La famiglia Popoch, o come lavorare per vivere.

I due protagonisti Yona e Leviva appaiono come due figurine su uno schermo.  Se si accetta l’idea secondo cui tra attore e pubblico, a teatro, non dovrebbe ergersi un vetro, nel caso de Il lavoro di vivere non è del tutto chiaro se questo vetro esista o meno. Questa rappresentazione è un quadro dipinto perfettamente. L’atmosfera è talmente fedele che viene da domandarsi se si assista a una storia raccontata già mille volte o a un pezzo di vita vera che assomiglia troppo a una finzione. La risposta che viene da darsi è che forse gi attori desideravano rendere proprio questa sensazione ibrida.
Carlo Cecchi, che intrepreta un uomo stanco della vita coniugale, sul palco si muove proprio come se fosse a casa sua. Inciampando e balbettando si comporta davvero come un marito che discute con la moglie. Se la sua intenzione era di trasmettere un dubbio, è stato eccezionale.

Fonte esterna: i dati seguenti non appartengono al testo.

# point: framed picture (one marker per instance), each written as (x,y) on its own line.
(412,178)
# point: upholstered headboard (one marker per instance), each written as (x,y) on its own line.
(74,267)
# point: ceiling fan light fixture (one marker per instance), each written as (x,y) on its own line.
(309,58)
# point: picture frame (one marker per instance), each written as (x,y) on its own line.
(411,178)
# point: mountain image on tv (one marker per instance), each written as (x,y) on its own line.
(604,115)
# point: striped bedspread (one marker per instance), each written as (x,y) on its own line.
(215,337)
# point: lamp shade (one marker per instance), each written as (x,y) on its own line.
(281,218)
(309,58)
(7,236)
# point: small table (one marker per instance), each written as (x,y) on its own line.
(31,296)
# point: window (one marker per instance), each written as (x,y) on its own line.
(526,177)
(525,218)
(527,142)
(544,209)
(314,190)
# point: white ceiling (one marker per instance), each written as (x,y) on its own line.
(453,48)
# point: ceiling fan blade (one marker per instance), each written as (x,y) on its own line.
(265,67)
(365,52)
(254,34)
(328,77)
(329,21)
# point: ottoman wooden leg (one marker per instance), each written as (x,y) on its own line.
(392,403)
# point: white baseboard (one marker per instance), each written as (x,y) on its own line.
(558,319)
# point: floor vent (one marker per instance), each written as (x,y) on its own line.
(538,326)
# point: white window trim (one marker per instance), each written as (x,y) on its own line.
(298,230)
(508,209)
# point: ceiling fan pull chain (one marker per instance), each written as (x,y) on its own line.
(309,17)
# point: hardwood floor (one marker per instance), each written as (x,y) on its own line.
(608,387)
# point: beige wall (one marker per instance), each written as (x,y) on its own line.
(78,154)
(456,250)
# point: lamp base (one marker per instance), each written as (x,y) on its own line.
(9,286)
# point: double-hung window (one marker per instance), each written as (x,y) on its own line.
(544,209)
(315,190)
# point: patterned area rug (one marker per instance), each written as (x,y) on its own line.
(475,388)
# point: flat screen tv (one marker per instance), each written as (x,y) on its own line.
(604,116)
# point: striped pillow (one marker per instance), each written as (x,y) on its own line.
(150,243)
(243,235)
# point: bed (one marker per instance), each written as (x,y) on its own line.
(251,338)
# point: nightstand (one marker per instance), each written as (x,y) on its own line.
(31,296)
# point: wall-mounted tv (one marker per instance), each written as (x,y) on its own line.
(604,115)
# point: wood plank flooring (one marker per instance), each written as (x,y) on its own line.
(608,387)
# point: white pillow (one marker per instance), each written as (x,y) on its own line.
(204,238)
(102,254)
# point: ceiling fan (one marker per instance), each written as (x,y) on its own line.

La camera da letto che accoglie i due coniugi è costruita con precisione analitica. Le serrande abbassate e i dettagli di luce contribuiscono a creare quella sensazione di “essere a casa”. Il lavoro di Gian Maurizio Fercioni è stato pertanto sobrio e corretto. Al centro di questa stanza c’è il letto attorno a cui girano i due personaggi, è il campo di battaglia loro e degli attori.
Fulvia Carotenuto interpreta Leviva e senza di lei Cecchi e Yona avrebbero poco senso. Nelle prime battute la sua interpretazione pare sotto tono rispetto a quella di Cecchi. L’attrice sembra semplicemente meno a suo agio con la parte. A un certo punto, però, Leviva si prende uno schiaffo e la recitazione di Fulvia Carotenuto dà uno schiaffo al pubblico. Diventa talmente vera che in lei si riconosce – al di là delle potenzialità del testo che lo permette – la chiave di lettura per capire l’interpretazione di Cecchi e il gusto di tutta la rappresentazione. Carotenuto diventa davvero una donna ossessionata dal “mettere su del tè” per risolvere i conflitti. Entra del tutto nel personaggio. Allora quando il testo richiede agli attori di rivolgersi al pubblico apostrofandolo direttamente, Cecchi e Carotenuto non parlano al vuoto, per pura retorica testuale, come potrebbe apparire superficialmente, ma è davvero come se fossero a casa loro a palare agli angoli, da soli, come a volte succede.
Carotenuto lascia un po’ di amaro in bocca solamente nel finale, dal momento che non si è goduta la sua tragedia, è andata veloce alla chiusura della rappresentazione, e tutta la scena ha perso di intensità.
Gunkel, il terzo personaggio, interpretato da Massimo Loreto è un personaggio senza né lode né infamia e la resa dell’attore non si discosta molto da questa definizione. Indubbiamente era fedele al clima della rappresentazione, ma mancava delle sfumature degli altri due interpreti.
Questo clima così intrigante è diretto dalla regia di Andrée Ruth Shammah che ha evidentemente compreso il testo di Hanoch Levin in tutte le sue virtù e potenzialità inespresse.
Un lavoro dunque, per quanto rodato a lungo, che ancora colpisce con ironie sottili e frecciatine ben piazzate, che sembrano uscite spontaneamente  ed è per questo che risultano ancora più amare. Il testo è costruito per aumentare in asprezza più ci si avvicina al finale e gli attori nelle ultime battute sono ormai riusciti a portare completamente il pubblico nella intimità della loro stanza. I movimenti di Yona diventano sempre più stentorei – reso da Cecchi fisicamente molto bene – finché a un certo punto, carico di angosce, si ferma. Non si muove più. Si alzano le serrande ed è giorno. Nella casa in cui tutti ci eravamo abituati a stare entra la luce. Questo finale, scenicamente incisivo, illumina tutte le sfumature.